Option 3: Install Pheno-Ranker and the dependencies in a "virtual environment" (at local/) . We'll be using the module Carton for that:

mkdir local
cpanm --notest --local-lib=local/ Carton
echo "requires 'Pheno::Ranker';" > cpanfile
export PATH=$PATH:local/bin; export PERL5LIB=$(pwd)/local/lib/perl5:$PERL5LIB
carton install
carton exec -- pheno-ranker -help

System requirements

* Ideally a Debian-based distribution (Ubuntu or Mint), but any other (e.g., CentOs, OpenSuse) should do as well.
* Perl 5 (>= 5.26 core; installed by default in most Linux distributions). Check the version with "perl -v".
* >= 4GB of RAM
* 1 core
* At least 16GB HDD

HOW TO RUN PHENO-RANKER

For executing pheno-ranker you will need a PXF/BFF file(s) in JSON|YAML format. The reference cohort must be a JSON array, where each individual data are consolidated in one object.

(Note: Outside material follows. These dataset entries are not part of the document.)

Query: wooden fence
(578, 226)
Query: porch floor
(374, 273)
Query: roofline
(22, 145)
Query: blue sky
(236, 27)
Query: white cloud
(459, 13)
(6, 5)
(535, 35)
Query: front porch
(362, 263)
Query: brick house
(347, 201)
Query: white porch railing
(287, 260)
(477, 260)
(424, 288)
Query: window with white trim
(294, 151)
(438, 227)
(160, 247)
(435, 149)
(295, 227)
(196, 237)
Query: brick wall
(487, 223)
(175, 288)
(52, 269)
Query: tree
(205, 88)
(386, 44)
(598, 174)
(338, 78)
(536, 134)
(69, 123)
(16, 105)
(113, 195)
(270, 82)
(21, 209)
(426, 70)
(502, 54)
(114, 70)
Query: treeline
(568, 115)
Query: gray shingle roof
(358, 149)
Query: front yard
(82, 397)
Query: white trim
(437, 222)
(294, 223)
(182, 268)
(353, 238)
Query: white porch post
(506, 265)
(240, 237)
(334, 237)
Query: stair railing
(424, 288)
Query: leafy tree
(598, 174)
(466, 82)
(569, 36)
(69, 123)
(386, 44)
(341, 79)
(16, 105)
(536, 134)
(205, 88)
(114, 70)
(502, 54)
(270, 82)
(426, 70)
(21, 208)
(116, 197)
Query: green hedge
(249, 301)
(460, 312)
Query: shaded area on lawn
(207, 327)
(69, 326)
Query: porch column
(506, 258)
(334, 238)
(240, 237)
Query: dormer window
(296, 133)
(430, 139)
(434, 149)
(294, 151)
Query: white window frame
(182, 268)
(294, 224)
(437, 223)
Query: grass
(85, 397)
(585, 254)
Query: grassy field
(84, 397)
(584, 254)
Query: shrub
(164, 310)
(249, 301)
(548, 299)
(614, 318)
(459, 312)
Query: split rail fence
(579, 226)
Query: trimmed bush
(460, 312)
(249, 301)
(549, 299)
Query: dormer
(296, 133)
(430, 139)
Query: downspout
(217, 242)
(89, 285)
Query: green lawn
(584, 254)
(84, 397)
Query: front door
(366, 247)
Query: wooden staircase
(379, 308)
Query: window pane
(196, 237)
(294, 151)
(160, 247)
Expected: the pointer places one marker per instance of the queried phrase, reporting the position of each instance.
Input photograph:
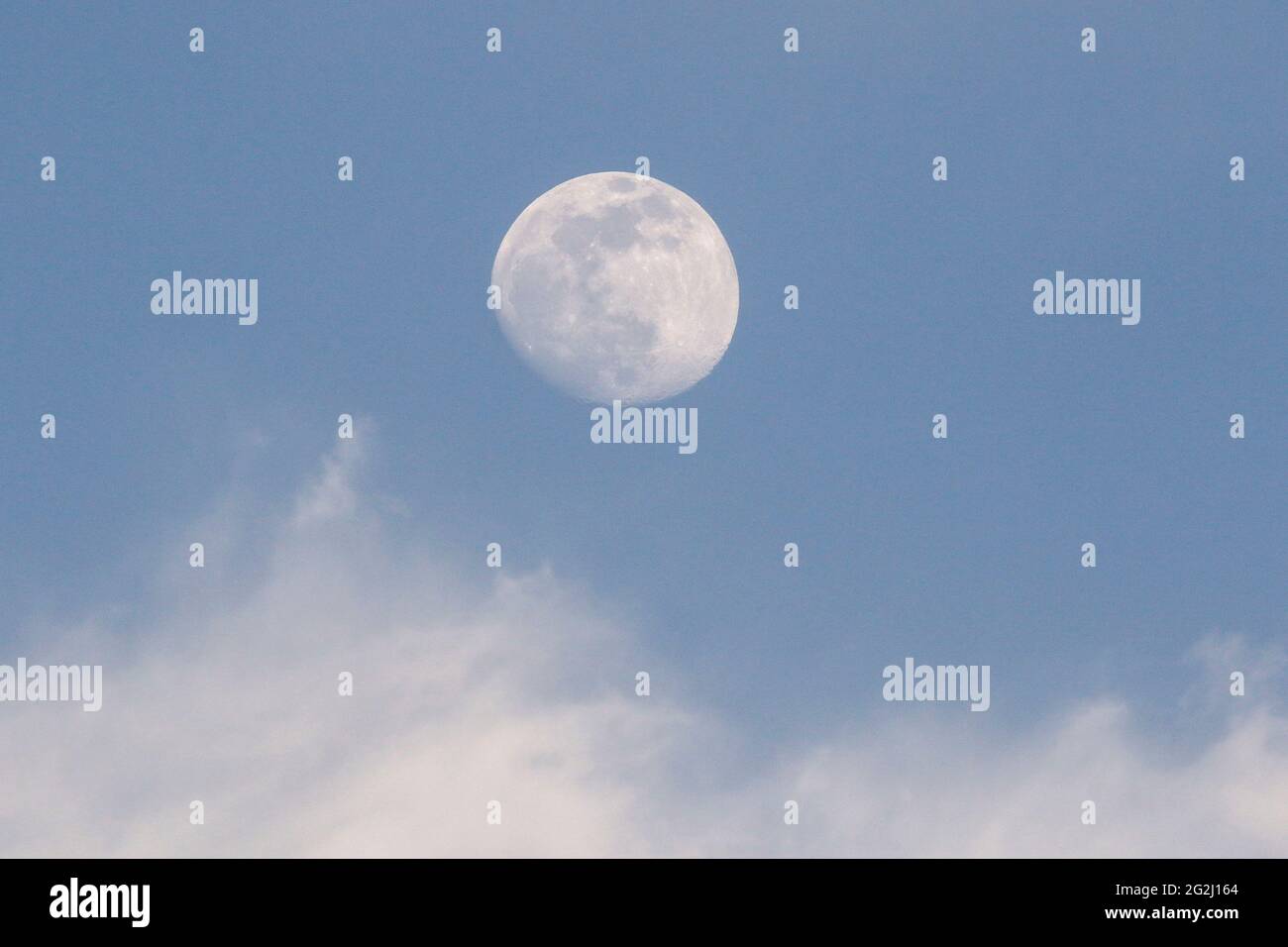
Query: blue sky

There are two modes of operation:

Cohort mode:

Intra-cohort: With --r argument and 1 cohort.

Inter-cohort: With --r and multiple cohort files. It can be used in combination with --append-prefixes to add prefixes to each individual id.

Patient Mode:

With -r reference cohort(s) and --t patient data.

Examples:

$ ./pheno-ranker -r phenopackets.json  # intra-cohort

$ ./pheno-ranker -r phenopackets.yaml -o my_matrix.txt # intra-cohort

$ ./pheno-ranker -r phenopackets.json -w weights.yaml --exclude-terms sex ethnicity exposures # intra-cohort with weights

$ $path/pheno-ranker -r individuals.json others.yaml --append-prefixes CANCER CONTROL  # inter-cohort

$ $path/pheno-ranker -r individuals.json -t patient.yaml -max-out 100 # mode patient

COMMON ERRORS AND SOLUTIONS

* Error message: Foo
  Solution: Bar

* Error message: Foo
  Solution: Bar

CITATION

The author requests that any published work that utilizes Convert-Pheno includes a cite to the the following reference:

Rueda, M et al., (2023). Advancing Semantic Similarity Analysis of Phenotypic Data Stored in GA4GH Standards and Beyond. Manuscript in preparation.

AUTHOR

Written by Manuel Rueda, PhD. Info about CNAG can be found at https://www.cnag.eu.

COPYRIGHT AND LICENSE

This PERL file is copyrighted. See the LICENSE file included in this distribution.